Modern foreign languages in English schools are in a ‘vicious circle’ of decline that will only be broken by political intervention, an exams expert has warned.
Ofqual adviser Professor Robert Coe said Your that MFL subjects were struggling as this year’s numbers show that the number of students studying French, German and Spanish all dropped this year.
Data from this year’s GCSEs shows that the number of entries for Spanish has risen from 108,982 last year to 107,488 in 2022. French has risen from 124,739 to 122,746 and German has risen from 36,933 to 34,966.
FFT Education Datalab also highlighted the decline in these subjects despite an increase in the student population.
In its analysis, the FFT also highlighted the discrepancy between Ofqual’s provisional data for summer 2022 entries, which indicated that there were 116,355 Spanish entries by students of all ages in England in 2022. , and the JCQ data yesterday, which indicated there were 107,488.
GCSE: call to action to boost enrollment in modern foreign languages
Professor Coe’s call for national intervention on MFL matters comes after warnings ahead of GCSE results day that declining MFL attendance meant the government’s EBacc targets were ‘over’.
The professor, who is director of research and development at Evidence Based Education, said: “The MFL, in general, is in trouble. I think part of the challenge is that languages are perceived to be – and probably are, in my opinion – more difficult than some other GCSEs.
“The pressure of the grading table responsibility is to maximize grades and that means you have to really want to believe in the principle of language study in order to make that sacrifice in the overall grades you’re going to get, because the chances are you could get higher grades by enrolling students for other subjects instead.
“It’s a political question. Do we think it is important that young people have this opportunity and are encouraged or pushed to take this opportunity?
“Unless we do something like that it will fall apart and it will all become a bit self-fulfilling because if we don’t have the teachers who follow the language training pathways, even if you wanted to increase the rate participation, you can’t because you don’t have people who can teach it.
“Then if people think there’s no demand, then people don’t follow the training pathways, so it’s all really a vicious circle.
“It takes strong political guidance, I think, to turn the tide, which could happen, but I wouldn’t bet on that, personally.”
The British Council has been particularly concerned about the drop in the number of German entries to the GCSE this year.
He said: “It is disappointing that the number of GCSE languages has fallen this year. Spanish fell 1.7% after a period of rapid growth since 2018, while French remains the most popular language subject despite a 1.9% drop in enrolments. The continued decline in the number of people taking German (5.1% this year) is of particular concern.

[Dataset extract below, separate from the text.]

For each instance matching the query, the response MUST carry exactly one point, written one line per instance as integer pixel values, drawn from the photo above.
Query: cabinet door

“As noted in our 2022 Language Trends Survey, as schools continue to recover from the pandemic, it is essential that they prioritize language learning for all and seek to rebuild opportunities and connections. international ones that have been lost.
“Languages allow us to work together on global challenges, as well as opening doors for students to discover new people, new places and new cultures. It is vital for the future of the UK that all students have access to high quality language learning.”